Lokale Zeitungen brauchen keine Fotografen, sie brauchen Fotoreporter

Man wird niemals gute Geschichten finden, wenn man morgens in der Bildredaktion die Scoopshot-Uploads vom Abend durchsieht und die Hoffnung auf pressefotografische Scoops wird sich aller Voraussicht nach in ständig wiederkehrenden Bildern von Verkehrsunfällen, Sonnenuntergängen und Haustieren erschöpfen. Entlang der Devise Ist das Bild erst ruiniert - lebt sich's gänzlich ungeniert wird Dienst nach Vorschrift gemacht bis - ja bis - dann doch mal etwas passiert. Weil man den Fotografen gefeuert hat, trifft die Situation die Redaktion völlig unvorbereitet. Irgendein Texter wird mit dem iPhone oder der Redaktionskamera schon irgendetwas zustande bringen ... vielleicht. Ansonsten hat man ja noch Scoopshot. 

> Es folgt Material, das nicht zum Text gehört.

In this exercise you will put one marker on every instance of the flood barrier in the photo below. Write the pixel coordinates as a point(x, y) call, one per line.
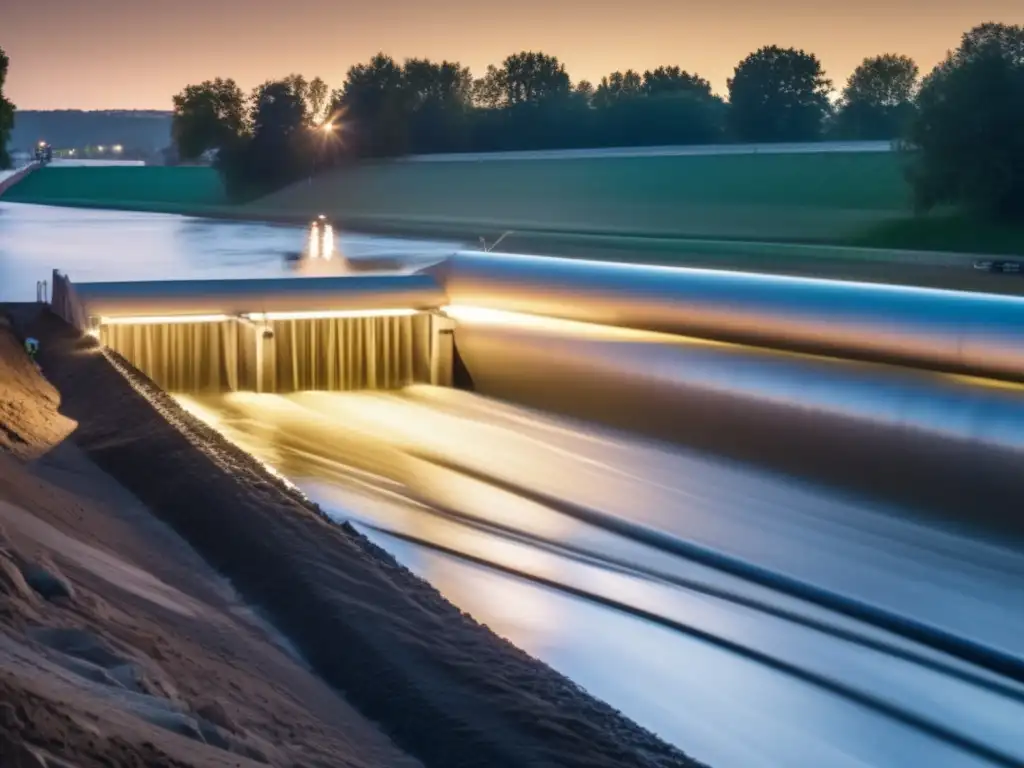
point(951, 331)
point(289, 335)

Der Mord auf dem Parklatz ist kein schöner Termin. Ebenso unangenehm: Der umgekippte Viehtransporter. Denn Schweine, die auf der Autobahn notgeschlachtet werden, schreien in der Regel. Der Neonazi-Aufmarsch ist lustig anzusehen aus der Distanz, aber es kann unangenehm werden, wenn man näher rangeht. Plötzlich ist man mittendrin und leider ist der Kollege, der die Nerven in solchen Situationen behält und gute Bilder liefert ja letztens gefeuert worden: Willkommen in der Welt der Leserreporter.

Am Ende steht dann irgendein visuelles Stereotyp, schlecht komponiert, unscharf, verwackelt, belanglos. Der Bildinhalt fügt der Geschichte zwar nichts hinzu, aber man muss ja 3-spaltig aufmachen. Zum Glück war wenigstens Kollege X für den Text an Ort und Stelle, konnte sich aber schlecht konzentrieren, weil er auch noch Fotos machen musste. 

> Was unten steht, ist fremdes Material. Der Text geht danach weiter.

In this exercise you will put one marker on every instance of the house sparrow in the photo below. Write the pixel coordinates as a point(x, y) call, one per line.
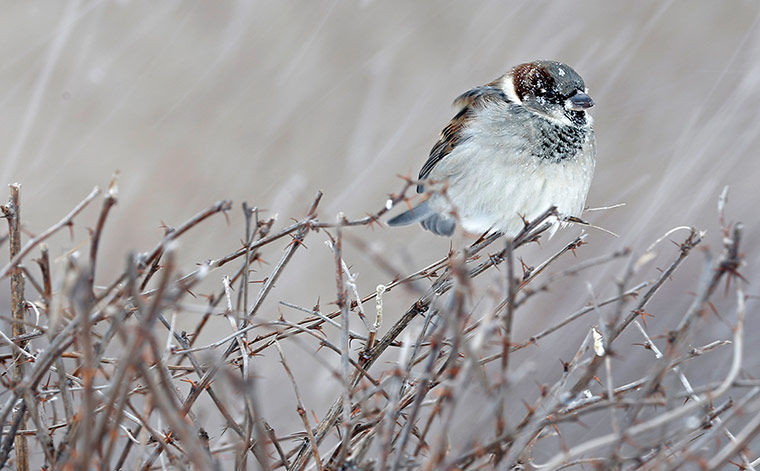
point(518, 146)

Auf der Suche nach dem verlorenen Sinn: WAZ 2.0

Zum Auftakt von Scoopshot hat man nach den schönsten Kaffeetassen der Leser gesucht. Das ist zu dumm, um lustig zu sein und zu blöd, um Leser zu binden: Herzlich willkommen in der Welt von WAZ 2.0. 
Ein Leser aus Düsseldorf hat seine tolle rote Bürotasse geknipst. "Ich war's nicht" steht darauf zu lesen. Immerhin, der geistreiche Kommentar "Die perfekte Tasse gegen den Chef" wird der WAZ New Media wohl den Zwanziger wert gewesen sein, ebenso vielleicht wie das Bild eines Steingutbechers mit Katzenmotiv - "Katze geht immer?" - spätestens hier sollte klar geworden sein: Am Fotodesk sitzen ein paar ganz lustige Gesellen. Angesichts des Versprechens "Lassen Sie sich überraschen, welche Herausforderungen wir uns für Sie in den nächsten Wochen ausdenken" kann einem Angst und Bange werden. 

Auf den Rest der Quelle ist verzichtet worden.